Achieving structural balance between the femur and the acetabulum is important because the hip joint serves as the chief transfer point for body’s weight between the the upper and the lower body. When this natural flow is disturbed through poor pelvic positioning or awkward posture, the body responds by increasing muscular tension in order to keep the body upright. Unfortunately, when the body is regularly misaligned in this way, it can lead to chronic lower back pain, and increased tension in the hips and hamstrings.
On the other hand, learning how to create a more balanced positioning between the hip socket and leg bone will help you learn to shift the forces generated by your body’s weight into your skeletal structure which can in turn reduce the overall degree of tension you experience in your muscles while you practice. Within the context of a yoga class, knowing how to achieve this balance can help you improve your standing posture, reduce lower back tension in poses like the bridge or the wheel, and instantaneously deepen your forward folding range of motion.
Location: The femur line extends from the center of the knee to the center of the hip joint.
To position this line from a tadasana, follow these three steps:
1. Start with your feet placed hip distance wide. Inwardly rotate your leg bones by bringing your feet to a neutral (second toe forward) position. This will create a broadening sensation in the backs of the legs and help to create a softer sensation in the groin.
2. Imagine that you could draw the femur deeper into its socket by drawing muscular energy from the inner knee upward to the Sitz bone of the same leg. This action will result in a slight scooping of the Sitz bone on the same side. Pull the leg bone further into the body by drawing energy from the middle of the knee to the hip crease. Feel as though you were sucking your leg into your body as you do this. NB: This drawing inward of the femur deeper will create a “plugging in” type of sensation that is very similar to the motion created when you plug your lap-top into an electrical outlet.

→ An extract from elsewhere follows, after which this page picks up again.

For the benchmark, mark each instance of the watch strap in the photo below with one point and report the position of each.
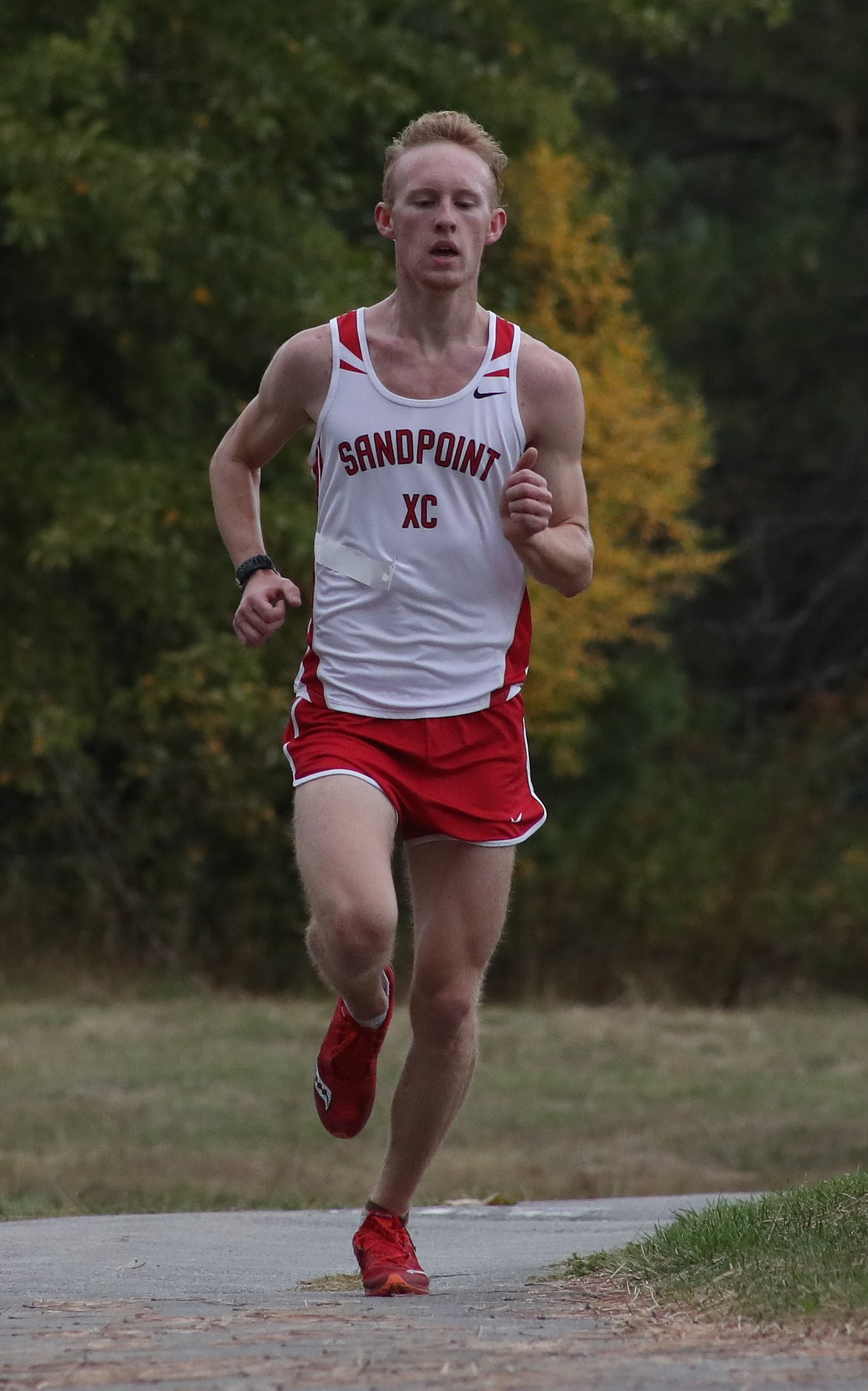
(249, 567)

3. To avoid any sense of jamming in the socket, extend energetically outward through the feet as the leg continues to “hug” into the socket. NB: If step #3 doesn’t make sense, think of this outward flowing energy as something similar to the action of water spraying out of a garden hose. As you hug your legs into their sockets, simultaneously imagine that your legs were hollow tubes and spray water out your feet.
Once you’ve learned to engage the femur line from tadasana, try the following practical exercises to see how integrating the femur line into a yoga practice can help you instantaneously deepen your range of motion:
1. Come to a standing position with your feet placed roughly hip distance apart.

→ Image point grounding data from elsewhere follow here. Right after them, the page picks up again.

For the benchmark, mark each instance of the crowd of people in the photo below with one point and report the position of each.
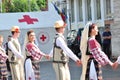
(27, 66)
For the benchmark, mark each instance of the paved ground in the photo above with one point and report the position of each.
(47, 72)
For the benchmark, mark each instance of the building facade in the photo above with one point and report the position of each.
(102, 12)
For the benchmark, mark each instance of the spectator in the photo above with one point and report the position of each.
(107, 41)
(92, 55)
(15, 55)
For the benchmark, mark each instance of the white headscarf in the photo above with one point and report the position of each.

2. Keeping your right leg extended straight ahead, lift it upward and into the air as high as you can. Take note of your general range of motion. Repeat on the left side.
3. Next, keep your knee bent as you draw it upward and into your chest. To create a more balanced relationship between the legbone and the hip socket, imagine that there were a clothes hanger under your kneecap. While you lift the kneecap higher with the clothes hanger, imagine the head of the femur dropping deeper into its socket.
4. One you’ve lifted your bent knee as high as you can, extend your leg again and take note of how much your range of motion has increased.